These are the key concepts you need to understand to accurately answer the question.

Standard Normal Distribution
The standard normal distribution is a special normal distribution with a mean (\(\mu\)) of zero and a standard deviation (\(\sigma\)) of one. It is a standardized version of the normal distribution and allows for comparison across different datasets. To convert a normal distribution to a standard normal distribution, a z-score is calculated using the formula:
  • \[ z = \frac{x - \mu}{\sigma} \]
where \( x \) is a value from the dataset, \( \mu \) is the mean, and \( \sigma \) is the standard deviation. By using z-scores, any normal distribution can be transformed into a standard normal distribution. Then, probabilities and areas under the curve can be easily determined using standard tools like the z-table.
Z-Table
The z-table, also known as the standard normal probability table, is a mathematical table that provides the probability of a statistic being below, above, or between standard scores on the standard normal distribution. When you look up a z-score on the z-table, it gives you the area (probability) to the left of that score.
  • If you need the area to the right, you simply subtract the table value from 1.
  • If you're calculating probabilities between two z-scores, you'd need the areas to the left of both, then subtract the smaller from the larger.
The z-table has two commonly used versions: the left-tail and right-tail tables. Understanding how to read and use these tables is essential in solving probability problems involving normal distributions.
Probability
Probability in the context of normal distributions refers to the likelihood that a given score or data point will fall within a certain area under the curve. This area represents the proportion of scores within a range and is expressed as a number between 0 and 1.
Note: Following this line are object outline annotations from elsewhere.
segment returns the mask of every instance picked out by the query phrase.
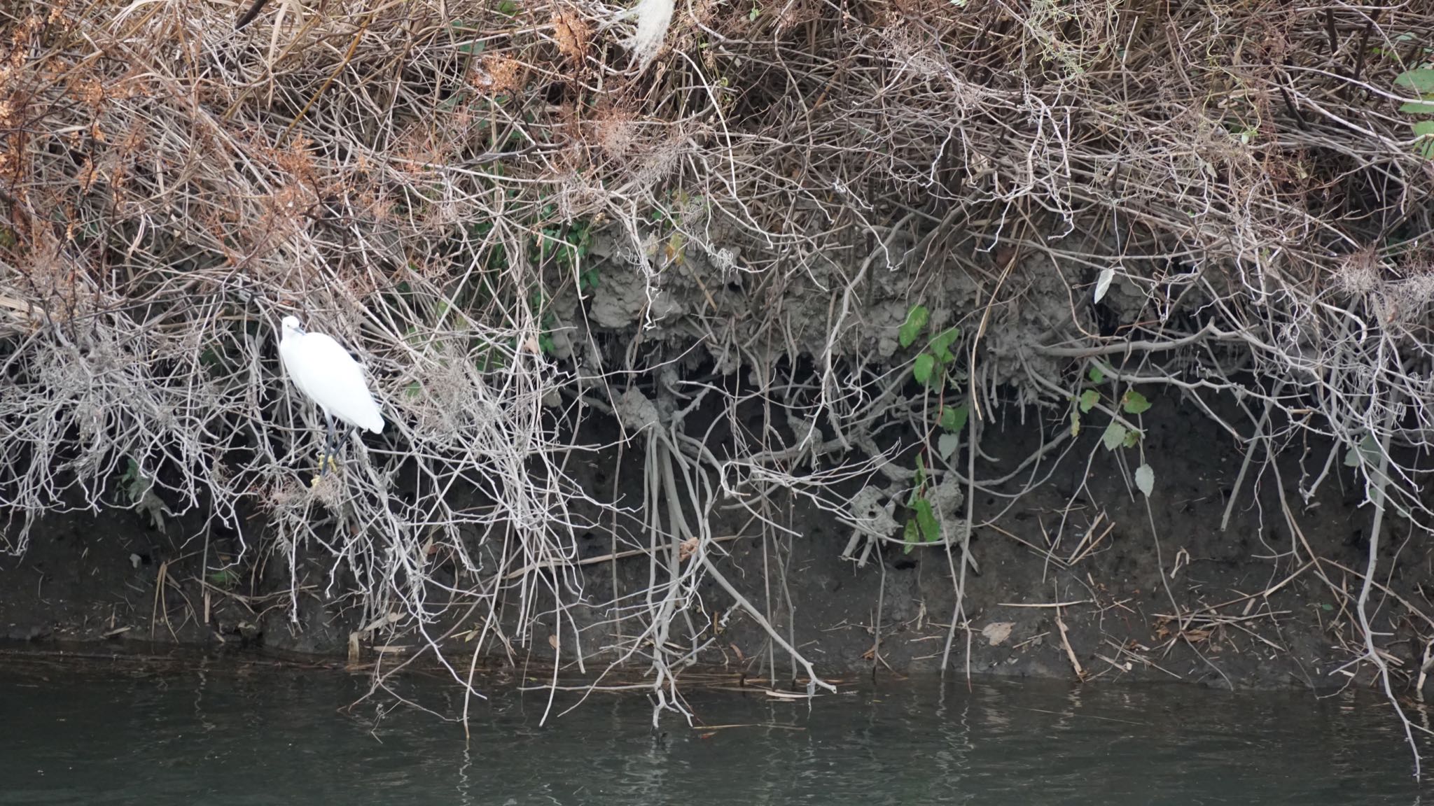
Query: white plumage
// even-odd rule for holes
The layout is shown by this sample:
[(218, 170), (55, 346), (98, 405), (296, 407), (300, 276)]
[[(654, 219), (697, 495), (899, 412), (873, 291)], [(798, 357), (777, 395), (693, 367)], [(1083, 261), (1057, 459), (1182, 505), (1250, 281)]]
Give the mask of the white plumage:
[(369, 393), (358, 361), (328, 336), (305, 333), (295, 317), (284, 317), (282, 326), (278, 357), (294, 386), (324, 410), (330, 435), (333, 417), (374, 433), (383, 432), (383, 414)]

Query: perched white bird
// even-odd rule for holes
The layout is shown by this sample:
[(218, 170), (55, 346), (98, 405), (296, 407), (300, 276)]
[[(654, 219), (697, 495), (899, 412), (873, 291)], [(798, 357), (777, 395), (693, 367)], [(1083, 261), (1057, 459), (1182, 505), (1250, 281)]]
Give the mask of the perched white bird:
[(354, 361), (337, 341), (323, 333), (305, 333), (295, 317), (284, 317), (282, 328), (278, 357), (284, 361), (284, 370), (305, 397), (318, 403), (324, 410), (324, 422), (328, 423), (323, 469), (318, 472), (324, 475), (338, 449), (334, 417), (350, 426), (380, 433), (383, 414), (369, 393), (358, 361)]

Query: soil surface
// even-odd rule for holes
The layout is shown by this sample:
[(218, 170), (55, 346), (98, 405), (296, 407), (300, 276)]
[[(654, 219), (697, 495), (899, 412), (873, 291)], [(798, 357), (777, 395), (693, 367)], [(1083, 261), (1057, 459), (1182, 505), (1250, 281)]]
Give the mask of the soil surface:
[[(1285, 452), (1278, 478), (1256, 456), (1236, 490), (1243, 460), (1239, 445), (1177, 397), (1153, 397), (1152, 403), (1144, 456), (1156, 470), (1156, 485), (1149, 509), (1127, 482), (1136, 452), (1107, 452), (1098, 429), (1087, 429), (1048, 478), (1050, 463), (1043, 463), (1034, 485), (1022, 473), (988, 492), (977, 490), (977, 522), (997, 519), (972, 535), (979, 572), (967, 575), (968, 620), (954, 631), (949, 667), (958, 674), (1233, 687), (1347, 683), (1339, 670), (1354, 657), (1351, 607), (1371, 522), (1369, 508), (1361, 506), (1362, 488), (1336, 460), (1339, 472), (1304, 502), (1292, 490), (1299, 479), (1318, 475), (1329, 450), (1309, 445), (1304, 468), (1299, 456)], [(1040, 446), (1043, 429), (1051, 435), (1068, 427), (1065, 420), (1043, 422), (1031, 409), (1024, 414), (1010, 409), (988, 423), (982, 450), (997, 462), (978, 462), (978, 478), (1010, 473)], [(579, 436), (597, 442), (611, 426), (597, 422), (592, 433)], [(609, 498), (617, 473), (621, 503), (637, 506), (642, 466), (634, 453), (585, 462), (578, 480), (594, 496)], [(1081, 489), (1087, 462), (1088, 483)], [(1286, 525), (1278, 479), (1298, 535)], [(1014, 502), (1004, 498), (1028, 485), (1032, 489)], [(1230, 522), (1222, 531), (1232, 495)], [(800, 498), (773, 499), (770, 506), (773, 519), (799, 536), (763, 535), (746, 509), (718, 509), (711, 534), (728, 552), (718, 568), (819, 671), (880, 677), (939, 668), (952, 634), (955, 559), (946, 551), (922, 546), (906, 554), (898, 544), (885, 544), (862, 565), (842, 556), (850, 528), (829, 513)], [(1377, 588), (1371, 598), (1372, 625), (1391, 635), (1385, 650), (1397, 664), (1417, 668), (1423, 647), (1410, 640), (1410, 611), (1400, 598), (1415, 607), (1428, 604), (1420, 582), (1430, 578), (1430, 552), (1407, 544), (1407, 529), (1397, 519), (1385, 523), (1377, 582), (1387, 588)], [(1057, 534), (1063, 536), (1051, 545)], [(607, 529), (579, 535), (578, 542), (585, 558), (614, 549)], [(346, 599), (337, 595), (343, 579), (330, 581), (330, 561), (320, 546), (298, 548), (297, 599), (290, 597), (287, 561), (254, 546), (242, 555), (242, 575), (199, 584), (206, 559), (212, 569), (217, 556), (241, 551), (232, 535), (205, 535), (198, 521), (184, 518), (161, 532), (133, 511), (50, 516), (33, 531), (24, 556), (0, 558), (0, 637), (36, 648), (100, 643), (145, 651), (155, 644), (338, 657), (350, 651), (350, 634), (363, 625), (344, 610)], [(1309, 562), (1309, 552), (1321, 558), (1318, 565)], [(648, 564), (628, 556), (579, 571), (584, 601), (609, 602), (614, 585), (622, 595), (640, 591)], [(297, 601), (297, 617), (291, 617), (291, 601)], [(1176, 607), (1184, 620), (1172, 618)], [(786, 653), (731, 608), (731, 597), (708, 579), (700, 607), (690, 614), (703, 640), (711, 640), (698, 653), (698, 665), (766, 678), (774, 664), (779, 681), (792, 680)], [(578, 605), (568, 612), (579, 634), (564, 618), (562, 632), (549, 637), (558, 624), (549, 614), (539, 618), (529, 645), (493, 643), (490, 660), (499, 665), (551, 661), (559, 644), (566, 668), (575, 671), (571, 661), (578, 645), (587, 670), (601, 670), (612, 660), (602, 647), (615, 637), (607, 607)], [(412, 651), (413, 641), (396, 643)], [(360, 658), (374, 657), (371, 644), (364, 640)], [(472, 644), (457, 638), (445, 644), (465, 657), (472, 651), (459, 648)]]

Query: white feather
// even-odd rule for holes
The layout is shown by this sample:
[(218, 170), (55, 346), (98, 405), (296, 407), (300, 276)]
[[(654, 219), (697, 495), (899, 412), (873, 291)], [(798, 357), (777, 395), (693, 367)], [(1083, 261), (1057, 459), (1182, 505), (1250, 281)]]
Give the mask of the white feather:
[(284, 317), (278, 356), (294, 386), (324, 413), (350, 426), (383, 432), (383, 414), (369, 393), (363, 369), (337, 341), (323, 333), (304, 333), (297, 318)]

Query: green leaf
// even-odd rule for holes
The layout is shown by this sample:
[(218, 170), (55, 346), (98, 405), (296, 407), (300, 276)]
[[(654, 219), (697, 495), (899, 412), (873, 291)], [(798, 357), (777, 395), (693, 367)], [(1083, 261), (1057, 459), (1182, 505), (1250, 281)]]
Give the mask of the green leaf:
[(967, 419), (971, 417), (971, 410), (962, 403), (952, 409), (945, 406), (941, 409), (941, 427), (951, 433), (961, 433), (961, 429), (967, 427)]
[(1434, 92), (1434, 69), (1421, 67), (1418, 70), (1405, 70), (1394, 77), (1394, 83), (1412, 89), (1420, 95), (1431, 93)]
[(1106, 446), (1106, 450), (1114, 450), (1120, 447), (1121, 442), (1126, 440), (1127, 433), (1130, 432), (1126, 430), (1126, 426), (1111, 420), (1111, 423), (1106, 426), (1106, 433), (1100, 435), (1100, 442)]
[(936, 522), (936, 513), (925, 498), (916, 499), (916, 525), (921, 526), (928, 544), (941, 542), (941, 523)]
[(935, 338), (931, 340), (929, 350), (935, 353), (938, 359), (941, 359), (941, 363), (949, 364), (951, 361), (956, 360), (956, 357), (951, 354), (951, 344), (959, 336), (961, 336), (959, 327), (948, 327), (946, 330), (942, 330), (941, 333), (936, 334)]
[(931, 318), (931, 311), (926, 305), (913, 305), (911, 311), (906, 313), (906, 323), (901, 326), (896, 333), (896, 340), (901, 341), (902, 347), (911, 347), (921, 331), (926, 327), (926, 320)]
[(1141, 465), (1136, 468), (1136, 486), (1140, 492), (1150, 498), (1150, 493), (1156, 489), (1156, 472), (1150, 465)]
[(1144, 414), (1150, 410), (1150, 402), (1146, 400), (1144, 394), (1140, 394), (1134, 389), (1127, 389), (1126, 396), (1120, 399), (1120, 407), (1124, 409), (1127, 414)]
[(931, 370), (936, 369), (936, 357), (931, 353), (916, 356), (916, 363), (911, 367), (912, 377), (922, 386), (931, 384)]

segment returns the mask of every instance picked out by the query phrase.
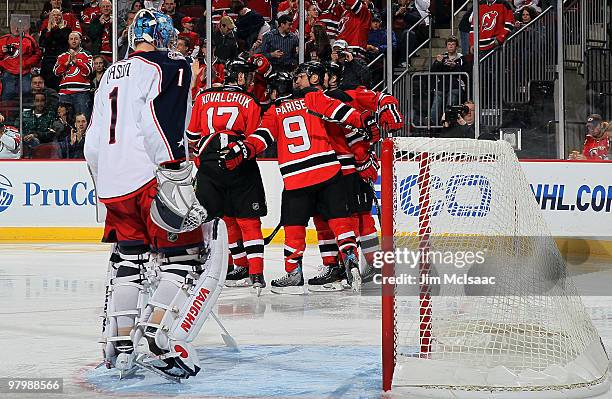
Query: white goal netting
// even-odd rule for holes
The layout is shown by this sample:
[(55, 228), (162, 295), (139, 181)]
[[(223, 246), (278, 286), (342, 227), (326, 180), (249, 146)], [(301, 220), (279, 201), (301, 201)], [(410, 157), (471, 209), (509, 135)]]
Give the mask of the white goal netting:
[(394, 389), (607, 391), (607, 355), (508, 143), (393, 145)]

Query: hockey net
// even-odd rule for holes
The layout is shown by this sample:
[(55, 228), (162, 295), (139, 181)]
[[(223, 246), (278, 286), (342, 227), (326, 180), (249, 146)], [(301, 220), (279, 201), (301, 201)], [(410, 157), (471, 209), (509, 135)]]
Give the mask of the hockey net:
[(383, 250), (394, 251), (383, 266), (384, 390), (608, 390), (599, 335), (508, 143), (386, 139), (381, 194)]

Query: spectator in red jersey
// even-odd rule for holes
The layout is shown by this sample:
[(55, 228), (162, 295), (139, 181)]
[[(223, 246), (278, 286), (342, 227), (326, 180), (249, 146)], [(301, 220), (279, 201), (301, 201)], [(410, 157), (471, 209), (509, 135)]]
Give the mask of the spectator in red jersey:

  • A probability less than 0.5 indicates that the event is less likely to occur, while a probability more than 0.5 indicates that it is likely to occur.
  • When working with a standard normal distribution, probability corresponds to the area under the curve for specific z-scores.
Calculating probability is important for making predictions and informed decisions based on statistical data. The z-table simplifies finding these probabilities by providing pre-calculated areas under the curve.
Area Under Curve
The area under the curve in a normal distribution is a concept that represents probability. In a standard normal distribution, the total area under the curve equals 1, indicating a 100% probability. Any specific section of this area (or curve) matches the likelihood of a statistic falling within that range.
  • If you want to find the likelihood of a data point being less than a certain value, you check the area to the left of that point.
  • Conversely, if you want the probability of a data point being more than a certain value, you consider the area to the right.
The transformation from raw scores to z-scores makes these calculations possible with the help of z-tables, as it standardizes the probabilities across all datasets. Understanding the area concept helps you comprehend the distribution and frequency of data in a more intuitive way.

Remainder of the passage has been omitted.